If the critic really likes something, they can ask “how did you do that?” This will prompt the artist to share a timelapse. This is a way of sharing art techniques, but it will only make sense to use once there is some ability to learn strategies for moving the cursor around.

Interest needs to be learned / adapted, as well. Maybe some pop art bots will try to match their interests with those critiquing their work so as to maximize the reach and rating. Maybe other bots will try to impress specific critics. Maybe some hermit-like bots will ignore others completely and adapt their interests only according to their own work.

Contributing to the project

If you want to try it out, I’ve put the code for the pixel art bot on GitHub.
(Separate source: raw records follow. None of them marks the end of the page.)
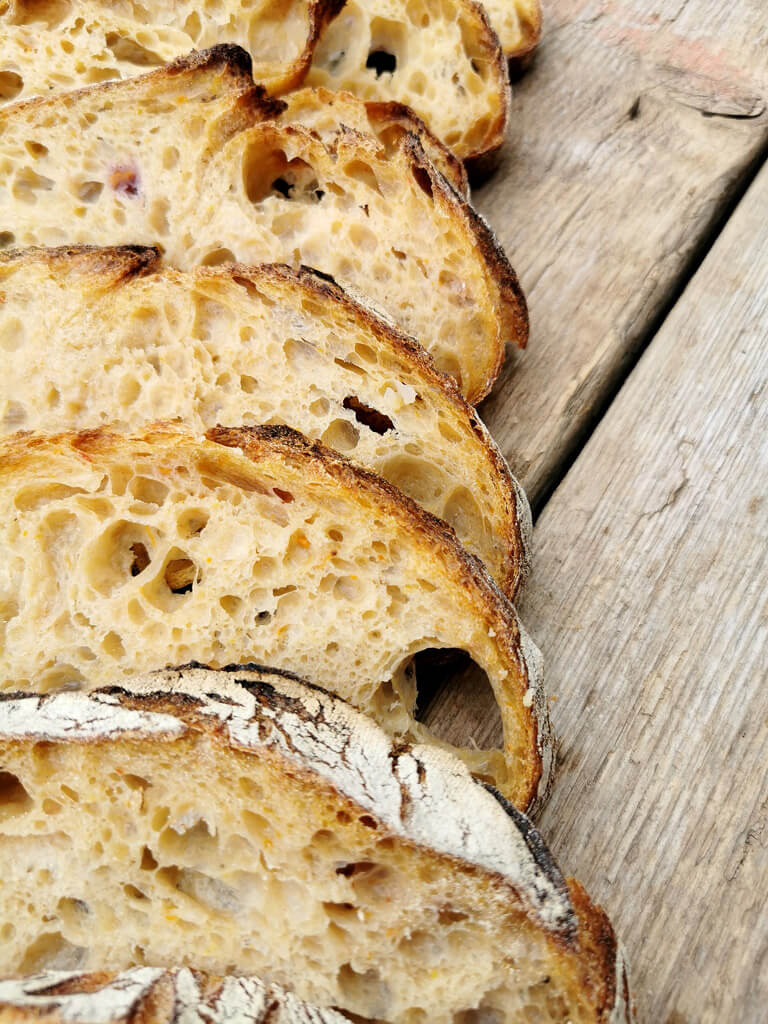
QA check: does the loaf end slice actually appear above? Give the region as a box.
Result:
[484,0,543,61]
[0,670,630,1022]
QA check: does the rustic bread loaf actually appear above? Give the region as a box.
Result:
[0,424,548,809]
[0,47,526,402]
[0,245,529,596]
[483,0,542,61]
[307,0,510,167]
[0,669,630,1022]
[281,87,469,196]
[0,968,346,1024]
[0,0,343,101]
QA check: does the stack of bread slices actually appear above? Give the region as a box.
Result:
[0,4,630,1022]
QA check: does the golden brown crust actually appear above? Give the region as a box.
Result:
[566,879,628,1021]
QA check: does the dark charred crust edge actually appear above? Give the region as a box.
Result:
[0,245,528,597]
[363,99,470,196]
[0,244,162,283]
[0,423,546,810]
[566,879,631,1022]
[482,783,575,938]
[0,45,258,123]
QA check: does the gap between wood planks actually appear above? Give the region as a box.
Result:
[527,133,768,521]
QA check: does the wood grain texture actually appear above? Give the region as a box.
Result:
[430,154,768,1020]
[474,0,768,505]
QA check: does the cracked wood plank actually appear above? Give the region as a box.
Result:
[474,0,768,506]
[430,151,768,1020]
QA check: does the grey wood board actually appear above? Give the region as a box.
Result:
[431,149,768,1021]
[474,0,768,507]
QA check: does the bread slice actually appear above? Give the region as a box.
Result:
[0,669,630,1022]
[0,969,347,1023]
[306,0,510,168]
[0,47,526,402]
[0,244,529,597]
[483,0,542,61]
[281,87,469,196]
[0,0,344,100]
[0,423,548,809]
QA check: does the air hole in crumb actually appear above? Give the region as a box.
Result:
[273,488,294,503]
[343,396,394,435]
[0,771,32,817]
[412,164,434,199]
[128,476,168,506]
[140,846,158,870]
[366,49,397,76]
[76,180,103,203]
[122,773,150,791]
[124,883,148,900]
[359,815,378,829]
[335,860,376,877]
[177,509,209,538]
[164,557,198,594]
[0,71,23,102]
[220,595,242,616]
[321,418,359,452]
[201,247,236,266]
[130,542,151,577]
[19,932,85,973]
[0,231,16,248]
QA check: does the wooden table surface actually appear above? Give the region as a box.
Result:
[425,2,768,1020]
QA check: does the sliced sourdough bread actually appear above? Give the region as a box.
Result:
[0,46,526,402]
[0,0,344,101]
[483,0,542,61]
[307,0,510,167]
[0,424,548,810]
[0,969,347,1023]
[280,86,469,196]
[0,669,630,1022]
[0,245,529,598]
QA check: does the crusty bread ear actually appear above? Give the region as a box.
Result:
[0,47,526,402]
[0,969,348,1023]
[281,86,469,196]
[0,670,630,1022]
[0,0,344,100]
[0,244,530,596]
[0,423,549,810]
[306,0,511,167]
[484,0,543,61]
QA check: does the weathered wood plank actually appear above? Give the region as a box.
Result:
[432,153,768,1020]
[476,0,768,505]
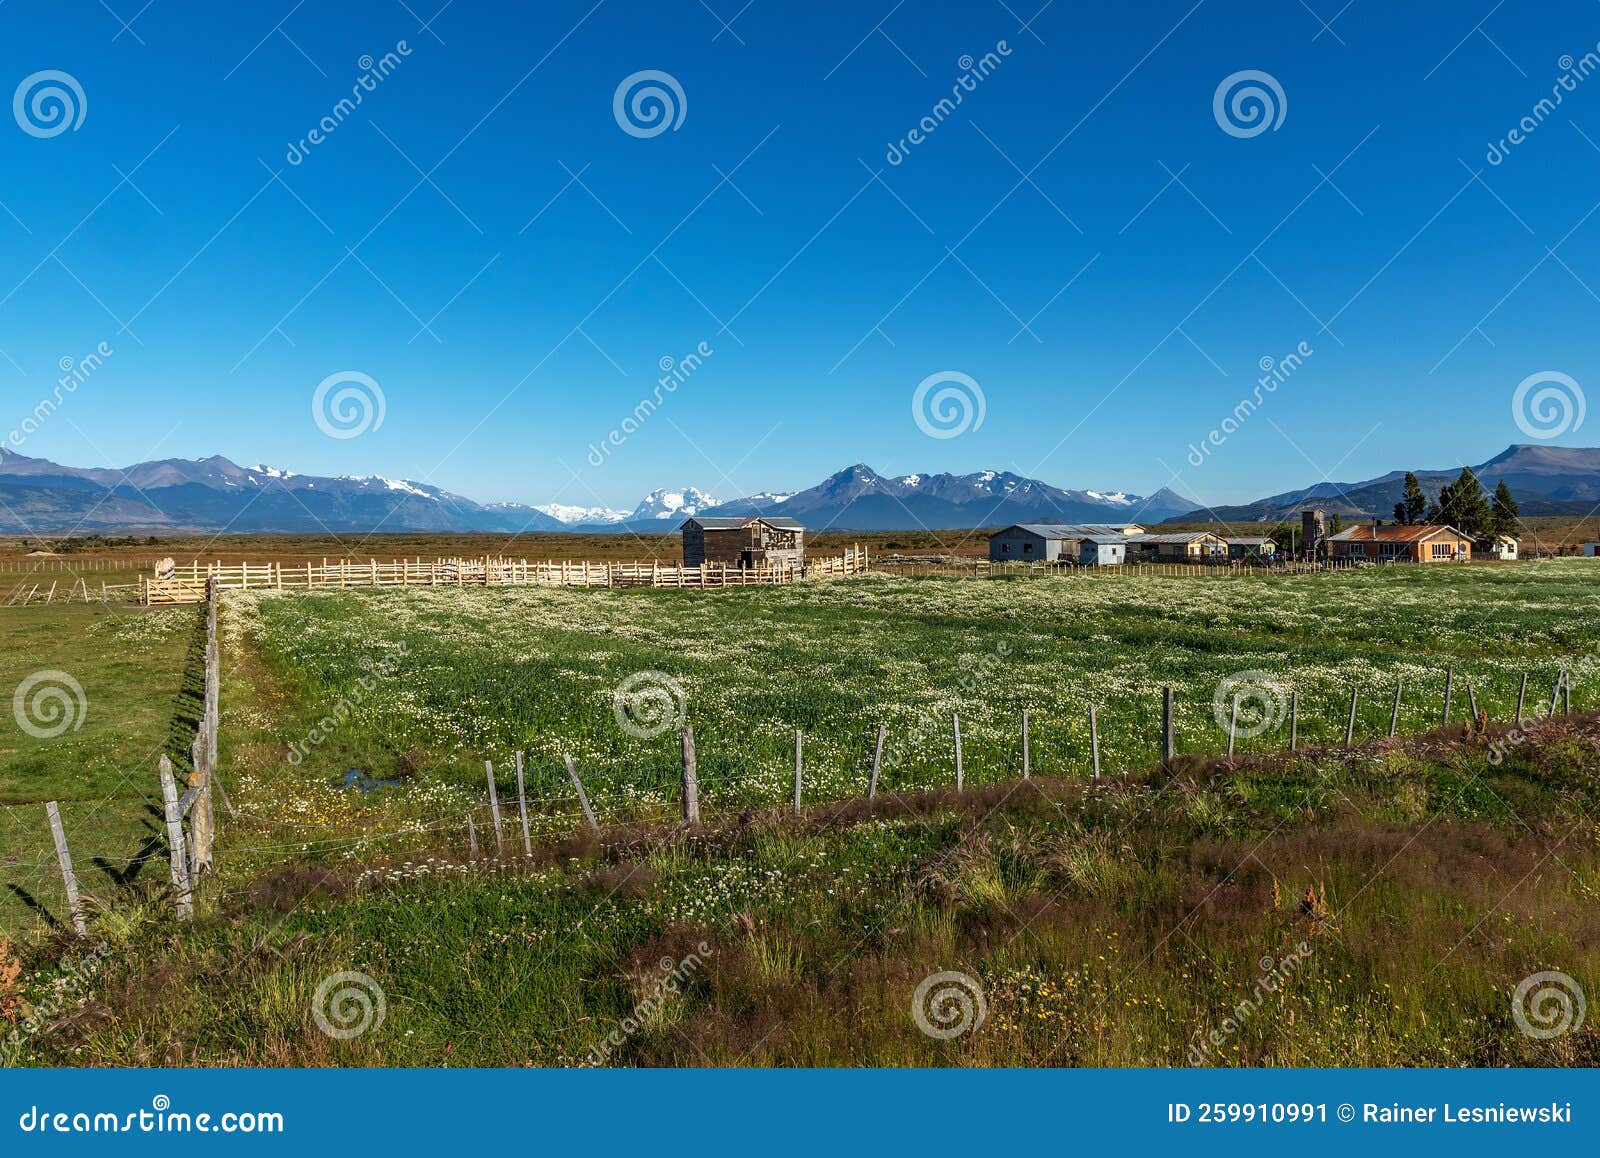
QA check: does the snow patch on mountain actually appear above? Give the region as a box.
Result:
[631,487,720,520]
[535,503,630,525]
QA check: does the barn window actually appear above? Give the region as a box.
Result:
[1022,542,1032,553]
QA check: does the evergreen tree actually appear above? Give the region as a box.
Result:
[1433,467,1491,537]
[1398,472,1427,524]
[1491,481,1520,538]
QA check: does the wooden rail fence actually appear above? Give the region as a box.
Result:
[142,548,870,604]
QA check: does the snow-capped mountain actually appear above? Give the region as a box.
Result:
[697,465,1195,529]
[533,503,630,525]
[629,486,720,521]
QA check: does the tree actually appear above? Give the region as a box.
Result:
[1329,512,1343,536]
[1430,467,1491,538]
[1397,472,1427,524]
[1491,481,1520,538]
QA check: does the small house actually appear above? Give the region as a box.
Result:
[1328,524,1471,563]
[1079,535,1126,566]
[1225,535,1276,560]
[681,516,804,569]
[1126,531,1228,561]
[1481,534,1518,561]
[988,524,1078,563]
[1585,543,1600,558]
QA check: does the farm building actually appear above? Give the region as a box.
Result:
[1328,523,1471,563]
[680,516,805,569]
[1225,535,1276,559]
[1585,543,1600,558]
[1126,531,1228,561]
[988,524,1079,563]
[1079,535,1127,566]
[1068,521,1145,536]
[1480,534,1518,560]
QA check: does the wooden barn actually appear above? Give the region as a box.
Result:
[680,516,805,569]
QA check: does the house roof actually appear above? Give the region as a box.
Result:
[681,516,805,531]
[1127,532,1223,544]
[1081,535,1126,545]
[1226,536,1274,545]
[991,524,1080,540]
[1327,524,1466,543]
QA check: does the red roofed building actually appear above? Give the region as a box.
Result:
[1327,523,1472,563]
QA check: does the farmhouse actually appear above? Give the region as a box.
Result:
[1328,523,1471,563]
[1078,535,1127,566]
[988,524,1079,563]
[1481,534,1518,561]
[680,516,805,569]
[1126,531,1228,561]
[1225,535,1276,560]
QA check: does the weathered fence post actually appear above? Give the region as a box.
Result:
[1390,679,1402,737]
[45,802,85,935]
[484,760,504,855]
[1289,689,1299,751]
[952,714,964,791]
[565,754,600,837]
[1161,686,1174,767]
[1564,670,1572,715]
[869,724,885,799]
[1441,666,1454,724]
[793,730,804,814]
[1516,672,1529,724]
[157,756,192,920]
[467,815,478,857]
[1345,687,1359,747]
[515,751,533,854]
[1021,709,1031,780]
[1549,671,1564,717]
[680,724,699,823]
[1227,694,1239,757]
[1089,704,1101,781]
[1467,682,1479,721]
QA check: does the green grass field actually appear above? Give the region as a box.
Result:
[5,561,1600,1066]
[0,603,199,929]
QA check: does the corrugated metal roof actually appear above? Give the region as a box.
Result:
[1327,524,1464,543]
[680,516,805,530]
[1127,532,1222,544]
[1226,536,1274,545]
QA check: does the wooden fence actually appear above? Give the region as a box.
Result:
[142,548,870,604]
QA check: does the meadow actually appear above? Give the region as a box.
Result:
[4,560,1600,1066]
[217,560,1600,848]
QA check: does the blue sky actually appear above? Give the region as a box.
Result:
[1,0,1598,509]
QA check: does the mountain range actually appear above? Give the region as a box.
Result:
[1166,444,1600,524]
[0,452,1193,535]
[0,444,1594,536]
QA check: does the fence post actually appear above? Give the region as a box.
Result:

If you make any art bots using this code, I’d love to see the results.

If you want to contribute directly, I’d love some help in creating a mobile application for human generated art, using the same interface. Likewise, some sort of web app & API will be needed for the bots to share their artwork and critiques.

Do you have ideas or lessons about building art generation bots that also learn from experience? Please share them.

Frequently Asked Questions

Well, not actually frequently: more like anticipated questions.

Why build a drawing app with buttons and a cursor just for a bot to use?

I want the bot to interact with the canvas in much the way that a human would. In fact, I wish to create artwork myself in the same manner as the bot, by moving a cursor around the same screen and clicking the interface elements. In this way, we can learn directly from each other’s movements.

Why use a cursor for an art app when touch screens are everywhere now?

It seemed a much more tractable problem to build a bot that only has to choose between up/down, left/right, and clicking. There are 3x3x2 = 18 choices of next action with a cursor and selected color, versus 64x64 = 4,096 choices of where to place the next color if the bot can click anywhere.

Also, the interface for humans should be a mobile app that can run on a phone. I’ve found that at small screen sizes having a cursor really helps. The Android and iOS app dotpict uses a cursor for it’s interface and it works really well on a phone.

Why don't you just place colors directly onto a canvas?

Certainly an computer-driven art program could generate a whole image without the use of a cursor, but compare the art this bot generates to a typical image that is generated by picking RGB values at random. Even though the images the bot draws are also random, they are drawn using a process that feels more physical. The images are more like what a human would generate by a similar process of random hand movement.

Why didn’t you use Tracery to generate art?

The art bot commune represented artists as Tracery programs that generate other Tracery programs that generate SVG images. It is conceivable that I could do a similar flow to generate pixel art and reused code from that. Pixel art doesn’t really lend itself to that kind of generation, though. A raster image doesn’t easily map to the same generative techniques as a vector format. Also, I desire to be part of this bot commune. Since I’m not a Tracery program (as far as I know) it would be very difficult for me to communicate in the same ways that the bots do.

Why pixel art?

Because I like pixel art and know a little about how to make it, and I want to be a part of this bot commune.